È seria la preoccupazione dell'Alto Commissariato delle Nazioni Unite per i Rifugiati (UNHCR) per l'ultima escalation di violenza nel sud della Somalia. I nuovi scontri tra gruppi armati stanno aggravando ulteriormente la già difficile situazione umanitaria. L'Agenzia esorta tutti i gruppi armati e gli eserciti attivi in Somalia a non operare nelle aree con presenza di civili e a garantire che questi ultimi non siano messi in pericolo. 

Le prime - non confermate - informazioni ricevute dall'UNHCR parlano di vittime e di molti feriti. La preoccupazione dell'Agenzia riguarda in particolare i combattimenti e il deteriorarsi della situazione intorno alla città di Dobley, al confine con il Kenya. La città è il principale punto di transito per i somali diretti verso i campi per rifugiati dell'area di Dadaab. 

L'UNHCR teme soprattutto per il benessere e la sicurezza degli sfollati somali che potrebbero facilmente restare coinvolti nei combattimenti durante la loro fuga attraverso questa regione. Secondo le agenzie partner attive nel monitoraggio degli spostamenti di popolazione all'interno della Somalia, in media circa 65 famiglie ogni giorno effettuano il viaggio da Dobley fino a Liboi - Kenya - in direzione Dadaab. Molti altri invece utilizzano rotte alternative che passano per Diif e Deglema - sul lato somalo - e per Dhadag Bulla in Kenya. Mediamente sono circa 1.000 i somali che ogni giorno continuano ad arrivare nei campi di Dadaab. Che adesso accolgono oltre 456.000 rifugiati. 

Il numero di persone in fuga da Dobley è ancora da accertare, ma l'UNHCR stima che sia in atto un nuovo esodo significativo. Oltre alla popolazione della città, infatti, Dobley costituisce un rifugio temporaneo per molti sfollati provenienti da altre aree della Somalia meridionale - le regioni di Mogadiscio, Kismayo, Bay e Bakool - e anche per i contadini delle aree limitrofe. Le persone - riferiscono i partner dell'UNHCR attivi sul terreno - hanno quindi cominciato a muoversi verso i vicini distretti di Afmadow, Kismayo, Baydhaba e Bardheere, e anche in Kenya. 

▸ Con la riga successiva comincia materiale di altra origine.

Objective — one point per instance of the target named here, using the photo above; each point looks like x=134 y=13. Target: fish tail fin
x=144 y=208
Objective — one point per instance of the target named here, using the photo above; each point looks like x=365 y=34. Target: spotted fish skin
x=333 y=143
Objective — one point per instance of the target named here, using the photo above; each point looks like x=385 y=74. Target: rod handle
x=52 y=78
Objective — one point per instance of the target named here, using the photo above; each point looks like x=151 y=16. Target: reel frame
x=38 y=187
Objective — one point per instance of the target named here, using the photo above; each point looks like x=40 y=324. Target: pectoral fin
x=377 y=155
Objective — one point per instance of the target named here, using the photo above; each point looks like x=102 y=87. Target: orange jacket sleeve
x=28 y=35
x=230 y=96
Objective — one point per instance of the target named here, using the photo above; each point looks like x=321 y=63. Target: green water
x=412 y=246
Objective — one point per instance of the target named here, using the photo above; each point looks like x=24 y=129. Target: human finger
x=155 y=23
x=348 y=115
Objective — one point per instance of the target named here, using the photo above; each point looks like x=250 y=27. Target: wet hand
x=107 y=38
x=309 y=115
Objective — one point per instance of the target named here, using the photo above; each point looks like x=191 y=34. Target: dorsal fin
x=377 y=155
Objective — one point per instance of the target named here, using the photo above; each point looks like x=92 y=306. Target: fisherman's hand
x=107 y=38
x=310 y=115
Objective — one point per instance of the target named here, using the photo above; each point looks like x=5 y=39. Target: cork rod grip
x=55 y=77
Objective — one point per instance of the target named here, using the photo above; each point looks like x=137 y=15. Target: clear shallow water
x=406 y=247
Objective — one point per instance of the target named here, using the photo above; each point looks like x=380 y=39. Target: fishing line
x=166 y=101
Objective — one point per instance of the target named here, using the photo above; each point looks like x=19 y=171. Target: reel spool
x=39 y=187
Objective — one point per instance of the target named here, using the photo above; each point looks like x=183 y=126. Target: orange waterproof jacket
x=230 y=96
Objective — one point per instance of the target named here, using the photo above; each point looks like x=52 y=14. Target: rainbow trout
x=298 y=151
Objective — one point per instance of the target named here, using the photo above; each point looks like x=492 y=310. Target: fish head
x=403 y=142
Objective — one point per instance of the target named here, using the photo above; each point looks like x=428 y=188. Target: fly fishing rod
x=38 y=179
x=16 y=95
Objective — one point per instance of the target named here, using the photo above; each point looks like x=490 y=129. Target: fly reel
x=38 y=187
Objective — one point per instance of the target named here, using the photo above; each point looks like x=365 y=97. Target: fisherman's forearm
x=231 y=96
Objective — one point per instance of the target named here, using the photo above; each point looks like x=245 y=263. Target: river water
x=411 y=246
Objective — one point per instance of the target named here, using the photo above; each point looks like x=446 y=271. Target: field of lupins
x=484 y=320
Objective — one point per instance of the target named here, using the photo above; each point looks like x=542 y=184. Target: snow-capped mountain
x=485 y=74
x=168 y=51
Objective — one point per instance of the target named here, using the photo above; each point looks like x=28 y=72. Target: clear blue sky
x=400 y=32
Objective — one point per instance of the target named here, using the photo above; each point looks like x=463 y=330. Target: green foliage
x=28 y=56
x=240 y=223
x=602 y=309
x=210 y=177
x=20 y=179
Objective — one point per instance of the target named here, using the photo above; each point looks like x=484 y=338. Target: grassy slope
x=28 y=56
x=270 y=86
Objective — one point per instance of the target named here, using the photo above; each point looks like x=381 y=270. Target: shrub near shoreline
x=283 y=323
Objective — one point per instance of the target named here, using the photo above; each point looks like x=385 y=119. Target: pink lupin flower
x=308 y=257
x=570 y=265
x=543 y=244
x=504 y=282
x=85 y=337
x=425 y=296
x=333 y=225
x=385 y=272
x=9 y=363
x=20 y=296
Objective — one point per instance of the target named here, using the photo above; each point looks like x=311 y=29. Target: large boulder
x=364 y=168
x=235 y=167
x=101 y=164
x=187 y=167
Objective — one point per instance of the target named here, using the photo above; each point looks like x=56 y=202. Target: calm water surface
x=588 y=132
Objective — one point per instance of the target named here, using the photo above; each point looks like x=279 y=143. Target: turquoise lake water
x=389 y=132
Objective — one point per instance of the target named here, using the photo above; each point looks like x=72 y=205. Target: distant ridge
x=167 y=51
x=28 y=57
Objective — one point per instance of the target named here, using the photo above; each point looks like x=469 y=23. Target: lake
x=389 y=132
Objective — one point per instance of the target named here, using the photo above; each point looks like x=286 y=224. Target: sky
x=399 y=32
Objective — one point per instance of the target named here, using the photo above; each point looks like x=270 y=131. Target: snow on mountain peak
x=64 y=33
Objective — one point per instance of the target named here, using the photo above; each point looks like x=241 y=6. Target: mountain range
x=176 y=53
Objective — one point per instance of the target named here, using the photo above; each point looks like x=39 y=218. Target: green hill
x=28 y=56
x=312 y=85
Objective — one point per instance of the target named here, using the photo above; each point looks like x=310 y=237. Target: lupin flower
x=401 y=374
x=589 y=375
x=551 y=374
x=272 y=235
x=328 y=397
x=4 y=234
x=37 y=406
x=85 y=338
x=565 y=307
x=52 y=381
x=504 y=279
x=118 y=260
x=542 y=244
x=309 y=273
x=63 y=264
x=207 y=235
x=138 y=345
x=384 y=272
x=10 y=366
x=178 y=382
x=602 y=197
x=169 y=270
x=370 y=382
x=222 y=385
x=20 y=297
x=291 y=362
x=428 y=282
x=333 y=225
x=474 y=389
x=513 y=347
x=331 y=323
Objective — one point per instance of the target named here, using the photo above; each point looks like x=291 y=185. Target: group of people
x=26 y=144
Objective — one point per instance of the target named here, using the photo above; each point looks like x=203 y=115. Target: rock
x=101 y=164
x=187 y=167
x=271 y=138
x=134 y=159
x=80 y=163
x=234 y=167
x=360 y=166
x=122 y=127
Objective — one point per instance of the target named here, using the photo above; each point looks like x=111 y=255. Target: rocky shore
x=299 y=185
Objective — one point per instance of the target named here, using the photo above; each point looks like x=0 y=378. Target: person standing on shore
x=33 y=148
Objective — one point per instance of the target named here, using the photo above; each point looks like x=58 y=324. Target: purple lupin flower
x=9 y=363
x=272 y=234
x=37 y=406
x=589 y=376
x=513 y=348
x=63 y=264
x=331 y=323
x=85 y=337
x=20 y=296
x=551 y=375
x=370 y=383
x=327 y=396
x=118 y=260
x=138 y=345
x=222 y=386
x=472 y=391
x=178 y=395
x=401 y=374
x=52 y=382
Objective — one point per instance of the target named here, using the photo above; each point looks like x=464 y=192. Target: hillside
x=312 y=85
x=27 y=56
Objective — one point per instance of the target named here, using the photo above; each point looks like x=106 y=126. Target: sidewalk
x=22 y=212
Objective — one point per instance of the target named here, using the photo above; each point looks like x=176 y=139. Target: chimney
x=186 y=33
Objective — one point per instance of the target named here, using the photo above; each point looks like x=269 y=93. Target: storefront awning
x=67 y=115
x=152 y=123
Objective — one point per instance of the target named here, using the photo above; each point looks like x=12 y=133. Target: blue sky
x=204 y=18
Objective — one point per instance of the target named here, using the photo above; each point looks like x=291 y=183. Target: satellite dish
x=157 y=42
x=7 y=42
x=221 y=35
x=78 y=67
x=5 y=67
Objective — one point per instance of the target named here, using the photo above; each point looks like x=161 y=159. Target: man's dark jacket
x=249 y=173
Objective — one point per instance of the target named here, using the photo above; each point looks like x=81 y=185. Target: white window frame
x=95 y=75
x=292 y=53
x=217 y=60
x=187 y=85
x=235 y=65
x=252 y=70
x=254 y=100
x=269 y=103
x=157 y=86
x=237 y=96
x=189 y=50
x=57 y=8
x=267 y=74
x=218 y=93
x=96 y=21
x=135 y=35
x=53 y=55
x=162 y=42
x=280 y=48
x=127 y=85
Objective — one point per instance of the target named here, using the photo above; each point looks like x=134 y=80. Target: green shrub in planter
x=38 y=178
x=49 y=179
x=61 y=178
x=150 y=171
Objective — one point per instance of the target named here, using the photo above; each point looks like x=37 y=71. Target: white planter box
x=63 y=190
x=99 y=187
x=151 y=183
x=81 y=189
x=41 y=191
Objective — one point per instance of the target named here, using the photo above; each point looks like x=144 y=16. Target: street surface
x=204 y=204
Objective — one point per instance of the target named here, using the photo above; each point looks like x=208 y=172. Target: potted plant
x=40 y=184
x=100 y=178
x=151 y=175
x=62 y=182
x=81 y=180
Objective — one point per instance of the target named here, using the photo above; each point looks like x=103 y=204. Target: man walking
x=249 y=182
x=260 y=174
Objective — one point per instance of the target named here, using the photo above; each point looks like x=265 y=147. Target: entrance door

Combattimenti incessanti, abusi dei diritti umani, siccità e carestia disastrose hanno costretto dall'inizio dell'anno oltre 300.000 somali a lasciare il proprio paese. I due terzi dei quali nei soli ultimi quattro mesi. Molti hanno perso la vita all'interno della Somalia, altri nel tragitto verso un rifugio sicuro o subito dopo aver raggiunto i campi per rifugiati. Indeboliti dalla fame, dall'estenuante viaggio a piedi e dalle malattie. 

Prima dell'ultima ondata di violenza erano diverse le agenzie umanitarie che prestavano assistenza a Dobley, distribuendo kit di assistenza d'emergenza (Emergency Assistance Packages, EAP) alla popolazione vulnerabile. 

Sono poi dozzine i nuovi arrivi somali nella città keniana di confine di Liboi, dove attendono di essere trasportati nei campi per rifugiati di Dadaab, a circa 80 chilometri di distanza. Ma a causa dell'aggravarsi della tensione e dell'insicurezza nell'area di frontiera sono ormai diversi giorni che le agenzie umanitarie non si recano a Liboi. L'UNHCR auspica pertanto che i convogli che trasportano i rifugiati somali - deboli ed esausti - dalla frontiera ai campi di Dadaab possano riprendere al più presto la loro attività.